Dotati di poca fantasia come siamo, non riusciamo a comprendere in che consisterà “il supporto del Governo dell’Australia dell’Ovest” alle nove puntate del Club Ecosex (dalle 19 alle 23, ogni sera una maratona).

Chiuso il capitolo squisitamente culturale, apriamo quello degli oneri economico-finanziari.
Costa un milione di euro l’anno, poco meno, il festival clementino che pende dalla parte degli animali. Ma, mentre non si ha notizia nel bilancio di compartecipazioni provenienti dal regno animale, né da quello vegetale, a pagare sono gli esseri umani radunati nello smanato gregge dei contribuenti.
Il conto esibito dagli organizzatori nella sezione “Trasparenza” è impietoso: nelle passività sono elencate due perdite d’esercizio, quella del 2015 per euro 9.077 (tralasciamo i decimali) e quella del 2016 aumentata di quattro volte, quasi 36mila euro.
Le entrate assommano a 902mila euro, più di tre quarti provenienti dalle tasche di Pantalone e simili: Stato (133mila), Regione Emilia-Romagna (330mila), enti locali associati (144mila), “altri enti” presumibilmente pubblici (76mila). Il resto sono “entrate da attività associativa” (146mila) e “entrate diverse” non meglio specificate (71mila).
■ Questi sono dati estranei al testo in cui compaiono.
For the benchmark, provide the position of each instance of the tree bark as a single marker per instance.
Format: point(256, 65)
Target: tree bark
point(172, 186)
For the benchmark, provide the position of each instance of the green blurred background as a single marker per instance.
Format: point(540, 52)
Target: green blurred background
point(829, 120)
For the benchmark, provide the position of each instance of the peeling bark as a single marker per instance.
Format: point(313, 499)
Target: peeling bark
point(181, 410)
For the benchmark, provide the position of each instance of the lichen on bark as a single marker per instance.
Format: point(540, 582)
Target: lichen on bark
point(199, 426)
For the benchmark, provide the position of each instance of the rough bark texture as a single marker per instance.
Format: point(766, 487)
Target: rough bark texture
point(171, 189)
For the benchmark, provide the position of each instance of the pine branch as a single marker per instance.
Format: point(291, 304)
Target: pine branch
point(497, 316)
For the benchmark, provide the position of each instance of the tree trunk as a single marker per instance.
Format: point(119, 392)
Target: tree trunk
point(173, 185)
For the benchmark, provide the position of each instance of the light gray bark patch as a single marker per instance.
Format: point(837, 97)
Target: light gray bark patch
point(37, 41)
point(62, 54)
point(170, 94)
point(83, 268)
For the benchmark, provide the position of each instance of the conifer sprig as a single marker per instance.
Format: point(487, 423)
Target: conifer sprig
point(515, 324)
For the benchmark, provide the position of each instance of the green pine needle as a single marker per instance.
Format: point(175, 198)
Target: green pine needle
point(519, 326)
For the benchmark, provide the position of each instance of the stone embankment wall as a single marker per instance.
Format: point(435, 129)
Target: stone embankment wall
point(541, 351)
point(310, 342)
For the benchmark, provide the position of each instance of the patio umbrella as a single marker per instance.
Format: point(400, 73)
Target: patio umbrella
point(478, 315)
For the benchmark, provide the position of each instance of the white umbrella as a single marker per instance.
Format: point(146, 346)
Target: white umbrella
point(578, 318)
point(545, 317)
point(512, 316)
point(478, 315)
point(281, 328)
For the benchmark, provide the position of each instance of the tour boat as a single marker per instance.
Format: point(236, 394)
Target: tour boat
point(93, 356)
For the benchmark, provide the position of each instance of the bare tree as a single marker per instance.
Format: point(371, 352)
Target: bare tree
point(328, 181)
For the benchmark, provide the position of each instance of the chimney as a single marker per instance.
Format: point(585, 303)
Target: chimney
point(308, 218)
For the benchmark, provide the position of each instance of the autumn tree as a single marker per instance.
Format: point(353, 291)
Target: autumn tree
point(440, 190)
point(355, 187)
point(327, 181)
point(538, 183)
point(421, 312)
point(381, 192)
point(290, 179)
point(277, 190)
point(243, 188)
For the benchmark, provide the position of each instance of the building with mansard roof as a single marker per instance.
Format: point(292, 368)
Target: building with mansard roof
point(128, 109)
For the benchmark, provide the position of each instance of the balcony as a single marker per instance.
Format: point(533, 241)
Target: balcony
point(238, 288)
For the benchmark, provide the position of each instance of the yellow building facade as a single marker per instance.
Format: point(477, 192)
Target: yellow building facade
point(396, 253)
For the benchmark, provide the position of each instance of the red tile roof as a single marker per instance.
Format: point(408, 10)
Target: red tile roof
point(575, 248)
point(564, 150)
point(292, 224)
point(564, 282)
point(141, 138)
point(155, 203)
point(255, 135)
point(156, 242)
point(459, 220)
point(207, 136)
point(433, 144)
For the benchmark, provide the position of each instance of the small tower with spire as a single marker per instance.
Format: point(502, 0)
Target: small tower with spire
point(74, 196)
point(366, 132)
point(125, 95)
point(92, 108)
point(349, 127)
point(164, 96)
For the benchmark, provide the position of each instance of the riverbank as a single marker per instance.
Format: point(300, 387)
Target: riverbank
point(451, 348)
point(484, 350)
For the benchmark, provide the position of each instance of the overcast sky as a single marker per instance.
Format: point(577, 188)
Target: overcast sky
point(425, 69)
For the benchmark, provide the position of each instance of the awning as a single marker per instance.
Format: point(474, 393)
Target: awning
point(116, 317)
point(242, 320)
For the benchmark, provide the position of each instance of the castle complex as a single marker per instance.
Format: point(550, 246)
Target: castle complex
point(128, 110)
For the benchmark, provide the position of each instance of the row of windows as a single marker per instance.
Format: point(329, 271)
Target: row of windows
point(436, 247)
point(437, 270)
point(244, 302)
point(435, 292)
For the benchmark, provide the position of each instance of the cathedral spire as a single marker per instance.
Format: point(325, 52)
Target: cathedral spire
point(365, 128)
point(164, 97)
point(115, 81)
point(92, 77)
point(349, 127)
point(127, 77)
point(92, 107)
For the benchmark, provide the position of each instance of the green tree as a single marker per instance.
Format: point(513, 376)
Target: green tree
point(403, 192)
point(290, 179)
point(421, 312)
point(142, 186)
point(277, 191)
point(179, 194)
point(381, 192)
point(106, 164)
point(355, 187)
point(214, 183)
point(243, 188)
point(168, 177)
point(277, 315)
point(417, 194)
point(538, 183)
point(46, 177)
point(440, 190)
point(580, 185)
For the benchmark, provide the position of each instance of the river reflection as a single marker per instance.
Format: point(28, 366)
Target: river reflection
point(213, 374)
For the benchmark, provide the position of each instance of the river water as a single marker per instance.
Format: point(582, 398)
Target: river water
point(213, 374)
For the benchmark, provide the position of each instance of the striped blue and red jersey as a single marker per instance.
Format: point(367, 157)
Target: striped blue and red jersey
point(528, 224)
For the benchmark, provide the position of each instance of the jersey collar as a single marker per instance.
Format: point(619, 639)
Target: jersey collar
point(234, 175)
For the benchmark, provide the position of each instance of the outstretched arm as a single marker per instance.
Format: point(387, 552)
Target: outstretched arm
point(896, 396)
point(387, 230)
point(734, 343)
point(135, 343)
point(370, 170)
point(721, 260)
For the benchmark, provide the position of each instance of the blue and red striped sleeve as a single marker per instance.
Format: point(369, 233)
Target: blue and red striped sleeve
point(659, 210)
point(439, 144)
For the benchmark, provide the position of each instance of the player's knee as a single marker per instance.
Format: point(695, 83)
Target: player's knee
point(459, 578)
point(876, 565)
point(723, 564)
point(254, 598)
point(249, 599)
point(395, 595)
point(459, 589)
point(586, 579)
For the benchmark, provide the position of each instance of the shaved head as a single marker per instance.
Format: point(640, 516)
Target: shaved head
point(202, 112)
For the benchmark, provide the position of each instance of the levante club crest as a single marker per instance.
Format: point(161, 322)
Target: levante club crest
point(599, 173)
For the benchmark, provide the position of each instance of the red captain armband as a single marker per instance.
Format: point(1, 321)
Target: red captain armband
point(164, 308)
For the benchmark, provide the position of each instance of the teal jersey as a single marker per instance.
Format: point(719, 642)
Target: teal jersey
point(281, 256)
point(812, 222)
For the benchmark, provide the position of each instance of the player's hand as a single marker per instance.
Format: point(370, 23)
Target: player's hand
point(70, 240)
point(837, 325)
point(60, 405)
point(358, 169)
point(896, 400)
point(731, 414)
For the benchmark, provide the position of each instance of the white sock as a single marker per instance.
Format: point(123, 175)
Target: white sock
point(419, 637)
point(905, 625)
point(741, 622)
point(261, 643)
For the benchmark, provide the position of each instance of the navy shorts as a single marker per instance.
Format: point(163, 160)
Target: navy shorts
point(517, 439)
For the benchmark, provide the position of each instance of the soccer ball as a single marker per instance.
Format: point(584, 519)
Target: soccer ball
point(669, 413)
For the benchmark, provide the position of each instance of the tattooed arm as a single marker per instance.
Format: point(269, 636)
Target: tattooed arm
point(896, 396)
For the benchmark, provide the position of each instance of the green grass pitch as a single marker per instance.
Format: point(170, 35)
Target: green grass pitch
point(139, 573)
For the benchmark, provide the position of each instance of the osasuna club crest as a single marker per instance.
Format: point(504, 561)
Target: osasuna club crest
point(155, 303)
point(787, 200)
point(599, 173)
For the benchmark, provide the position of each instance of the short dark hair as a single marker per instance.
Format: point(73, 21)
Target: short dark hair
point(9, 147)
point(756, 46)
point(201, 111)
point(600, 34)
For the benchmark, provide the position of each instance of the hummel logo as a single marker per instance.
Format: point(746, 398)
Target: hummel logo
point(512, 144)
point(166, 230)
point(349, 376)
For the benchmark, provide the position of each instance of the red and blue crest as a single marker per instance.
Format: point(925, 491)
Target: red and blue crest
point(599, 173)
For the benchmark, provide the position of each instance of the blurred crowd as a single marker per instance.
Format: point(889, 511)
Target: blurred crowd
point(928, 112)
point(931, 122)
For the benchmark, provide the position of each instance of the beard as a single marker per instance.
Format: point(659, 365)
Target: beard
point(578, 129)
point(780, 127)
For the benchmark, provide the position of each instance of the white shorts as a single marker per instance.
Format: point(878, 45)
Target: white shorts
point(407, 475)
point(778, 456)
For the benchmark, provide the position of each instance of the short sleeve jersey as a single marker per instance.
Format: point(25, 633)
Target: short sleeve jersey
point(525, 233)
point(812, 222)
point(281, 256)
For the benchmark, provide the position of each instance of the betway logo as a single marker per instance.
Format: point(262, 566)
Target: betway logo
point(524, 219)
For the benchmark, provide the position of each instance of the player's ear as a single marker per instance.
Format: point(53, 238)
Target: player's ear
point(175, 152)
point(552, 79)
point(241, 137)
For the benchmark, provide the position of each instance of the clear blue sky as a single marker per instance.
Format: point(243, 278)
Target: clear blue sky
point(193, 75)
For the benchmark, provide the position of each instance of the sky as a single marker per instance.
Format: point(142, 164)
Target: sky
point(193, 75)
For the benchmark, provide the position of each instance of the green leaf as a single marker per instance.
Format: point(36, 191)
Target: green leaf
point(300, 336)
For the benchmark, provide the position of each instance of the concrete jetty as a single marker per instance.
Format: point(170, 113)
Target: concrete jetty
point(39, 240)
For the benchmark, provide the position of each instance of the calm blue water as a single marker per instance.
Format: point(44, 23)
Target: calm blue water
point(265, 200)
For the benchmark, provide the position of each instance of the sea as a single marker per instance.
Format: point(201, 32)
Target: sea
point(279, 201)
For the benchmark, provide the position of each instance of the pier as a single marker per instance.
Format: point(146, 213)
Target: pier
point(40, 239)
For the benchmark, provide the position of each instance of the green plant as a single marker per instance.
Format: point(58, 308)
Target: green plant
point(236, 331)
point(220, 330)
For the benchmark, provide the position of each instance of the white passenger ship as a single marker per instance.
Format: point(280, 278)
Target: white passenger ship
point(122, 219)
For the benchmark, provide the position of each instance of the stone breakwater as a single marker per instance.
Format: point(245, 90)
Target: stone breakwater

I costi totali sono quasi 938mila euro: sfiorano i 200mila euro quelli del personale dipendente e dell’amministrazione; spiccano i “costi attività artistica” – cioè teatranti, allestimenti eccetera – di 693mila euro. Gli altri costi sono oneri finanziari, tasse, ammortamenti, “indeducibili” e ripiano del disavanzo precedente. In pratica il contributo degli enti pubblici (da noi stimato in 683mila euro) non riesce a coprire nemmeno i soli 693mila euro di costi vivi di produzione, personale escluso.
Uno squilibrio piuttosto evidente, sul quale ci piacerebbe conoscere l’opinione degli amministratori. Invece, siccome la “trasparenza” è limitata ad una paginetta di conto consuntivo, non sono visibili al pubblico le deliberazioni dell’assemblea dei soci, la nota integrativa, la relazione dei revisori.
Peccato. Chissà che non arrivi il prossimo anno una mandria di bovini, decisi a farsi pubblicità sui manifesti al posto delle pecore, in cambio almeno del ripiano delle perdite. Ma succederà, in questo mondo bestiale e non-umano?